Bottas had arrived at Mercedes for 2017 in unusual circumstances. Nico Rosberg had retired only days after winning the 2016 world title, which left Mercedes needing a replacement at very short notice. Bottas was quick, highly rated and already well established in Formula 1, but stepping into that seat alongside Hamilton was still one of the least forgiving jobs on the grid.
Valtteri Bottas
- Races (starts):248
- Wins:10
- Podiums:67
- Pole positions:20
- Fastest laps:19
- Driver of the Day:5
- World titles:0
- Points (total):1797
Data source: F1DB (GitHub)
This was not a scrappy pole built on chaos, red flags or somebody else making a mess of the session.
Bottas earned it properly. His final Q3 lap, a 1:28.769, was enough to edge Hamilton’s 1:28.792 and lock out the front row for Mercedes. The margin was tiny, but in Formula 1 tiny still counts exactly the same as dominant.
A first pole always matters, but this one had extra bite because of who he beat. Hamilton was already one of the great qualifiers of his era and had been on pole in Bahrain in both 2015 and 2016. Bottas did not sneak past a struggling team-mate on an off day. He beat one of the category’s reference points.
It also said something useful about Bottas as a driver. He had built his reputation at Williams as a calm, technically sharp, very tidy operator, especially over one lap. But there is a difference between being quick in the midfield and delivering under the brightest lights in a front-running car. Bahrain gave him that proof point early.
Jake Archibald from London, England, CC BY 2.0, via Wikimedia Commons
This was only round three of the season. In Australia he had been solid. In China he had spun behind the Safety Car and labelled the mistake “amateur” afterwards. Bahrain was the ideal response: neat, fast and difficult to argue with.
The race, of course, did not turn into the fairy-tale version.

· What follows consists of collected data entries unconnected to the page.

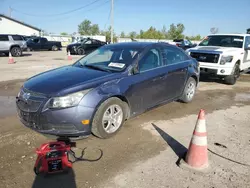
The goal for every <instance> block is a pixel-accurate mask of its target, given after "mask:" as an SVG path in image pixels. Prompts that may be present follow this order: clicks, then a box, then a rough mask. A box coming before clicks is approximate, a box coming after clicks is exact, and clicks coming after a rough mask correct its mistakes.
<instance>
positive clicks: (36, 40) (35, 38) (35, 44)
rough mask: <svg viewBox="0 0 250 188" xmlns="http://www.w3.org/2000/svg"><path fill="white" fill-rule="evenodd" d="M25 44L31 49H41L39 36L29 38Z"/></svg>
mask: <svg viewBox="0 0 250 188" xmlns="http://www.w3.org/2000/svg"><path fill="white" fill-rule="evenodd" d="M27 46H28V47H29V48H32V49H33V50H40V49H41V43H40V40H39V38H31V39H29V41H28V42H27Z"/></svg>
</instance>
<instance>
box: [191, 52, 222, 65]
mask: <svg viewBox="0 0 250 188" xmlns="http://www.w3.org/2000/svg"><path fill="white" fill-rule="evenodd" d="M190 56H191V57H193V58H195V59H196V60H197V61H201V62H206V63H218V60H219V57H220V55H219V54H207V53H197V52H191V53H190Z"/></svg>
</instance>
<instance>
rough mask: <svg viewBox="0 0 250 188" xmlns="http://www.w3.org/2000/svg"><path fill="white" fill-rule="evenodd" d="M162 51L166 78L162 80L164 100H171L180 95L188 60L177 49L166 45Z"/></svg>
mask: <svg viewBox="0 0 250 188" xmlns="http://www.w3.org/2000/svg"><path fill="white" fill-rule="evenodd" d="M162 49H163V51H164V54H163V57H164V58H163V60H164V64H166V66H165V67H164V72H166V76H164V79H163V82H164V84H163V87H164V89H165V90H166V91H167V93H166V95H165V96H166V100H172V99H175V98H178V97H179V96H180V95H181V94H182V91H183V89H184V87H185V82H186V79H187V76H188V75H187V74H188V66H189V63H190V62H189V61H190V59H189V58H188V56H187V55H186V54H185V53H184V52H183V51H182V50H181V49H179V48H178V47H172V46H167V45H166V46H164V47H162Z"/></svg>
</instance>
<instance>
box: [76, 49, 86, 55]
mask: <svg viewBox="0 0 250 188" xmlns="http://www.w3.org/2000/svg"><path fill="white" fill-rule="evenodd" d="M77 54H78V55H84V54H85V51H84V49H82V48H78V49H77Z"/></svg>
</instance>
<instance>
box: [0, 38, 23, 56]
mask: <svg viewBox="0 0 250 188" xmlns="http://www.w3.org/2000/svg"><path fill="white" fill-rule="evenodd" d="M26 49H27V44H26V41H25V40H24V38H23V37H22V36H21V35H8V34H0V54H1V53H4V54H5V55H8V54H9V52H10V53H11V55H12V56H14V57H18V56H21V55H22V52H23V51H25V50H26Z"/></svg>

Bottas started from pole, but Sebastian Vettel won on Sunday for Ferrari, with Hamilton second and Bottas third after Mercedes asked him to let Hamilton through. That slightly changes how the weekend is remembered, but not the main point. The qualifying result still stands as the first time Bottas put his name at the top of a Formula 1 grid.
Bottas would go on to take more poles, more wins and become a central part of Mercedes’ next title-winning phase. But every driver has a first moment when the numbers beside their name start to look different. For Bottas, that was Sakhir.
Only three races into life at Mercedes, he beat Hamilton by 0.023 seconds and claimed his first pole. No drama, no fuss, just one very fast lap at exactly the right time.